Kubernetes provides three layers of health checking. First, in the form of HTTP or TCP checks, K8s can attempt to connect to a particular endpoint and give a status of healthy on a successful connection. Second, application-specific health checks can be performed using command-line scripts. We can also use the exec container to run a health check from within your container. Anything that exits with a 0 status will be considered healthy. We will cover them in more details and with different examples and demos in this tutorial.
Using Probes for Kubernetes Health Checks
Kubernetes has a concept of probes to provide the seam between the orchestration engine and the application developer. Kubernetes uses these probes to find out more about the inner state of the application service at hand.
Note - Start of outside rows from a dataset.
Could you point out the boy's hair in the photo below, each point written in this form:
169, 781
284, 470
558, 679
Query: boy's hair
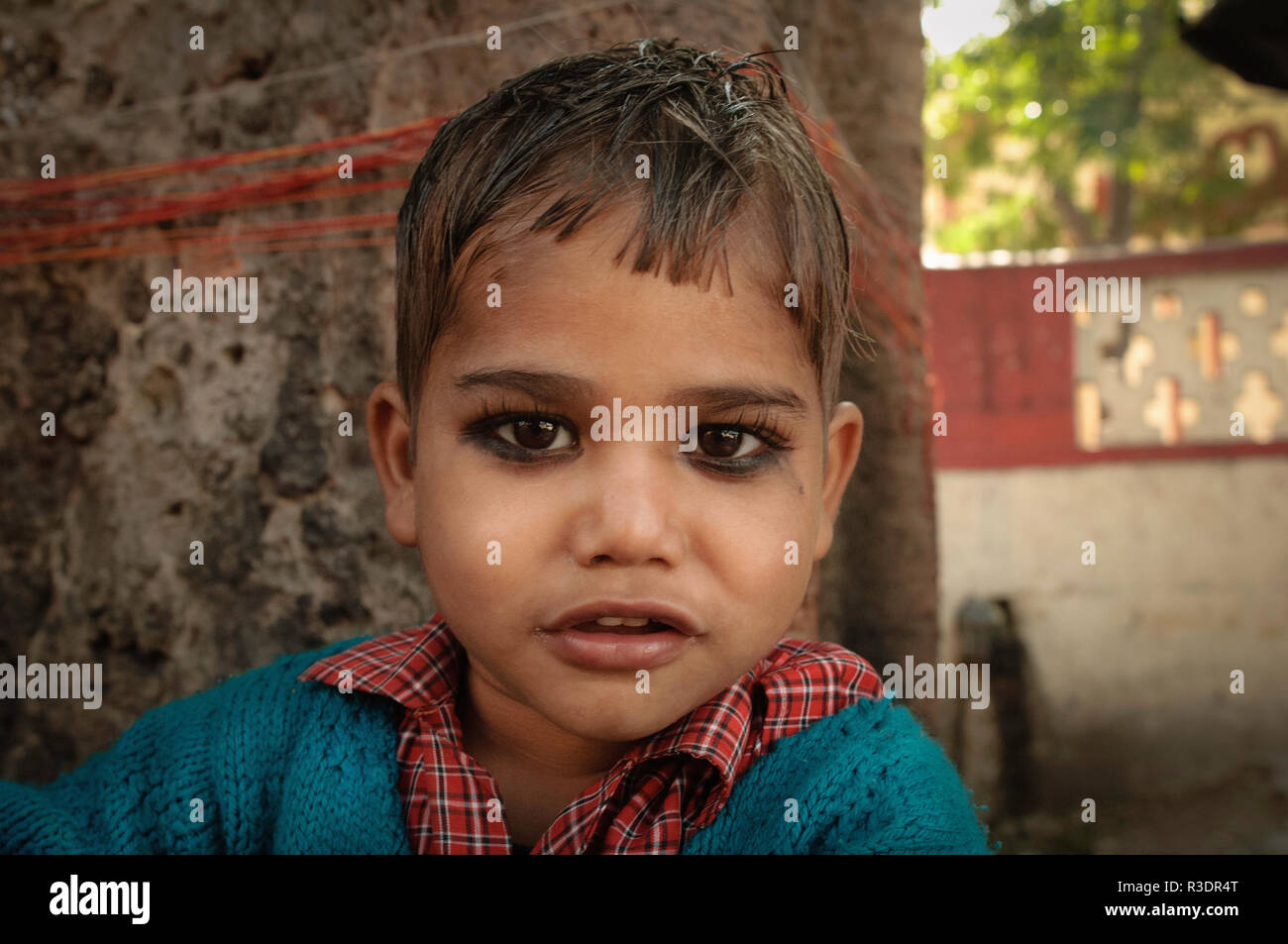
713, 133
Probes are part of container spec and are executed locally, inside each container.
There are three probes available with Kubernetes used to perform health checks:
- Liveness probe: used to continue checking the availability of a Pod
- Readiness Probe: used to make sure a Pod is not published as available until the readinessProbe has been able to access it.
- Startup Probe: If we define a startup probe for a container, then Kubernetes does not execute the liveness or readiness probes, as long as the container's startup probe does not succeed.
These probes further utilize different probes to get the health of the application inside the container:
- tcpSocket: Just check that TCP socket for a port is successful
- exec: Run a command that returns 0 for success
- httpGet: an HTTP request returns a response code between 200 and 399
You can further utilise different options in these probes spec to control the behaviour of liveness and readiness probes:
initialDelaySeconds: Number of seconds after the container has started before liveness or readiness probes are initiated. Defaults to 0 seconds. Minimum value is 0.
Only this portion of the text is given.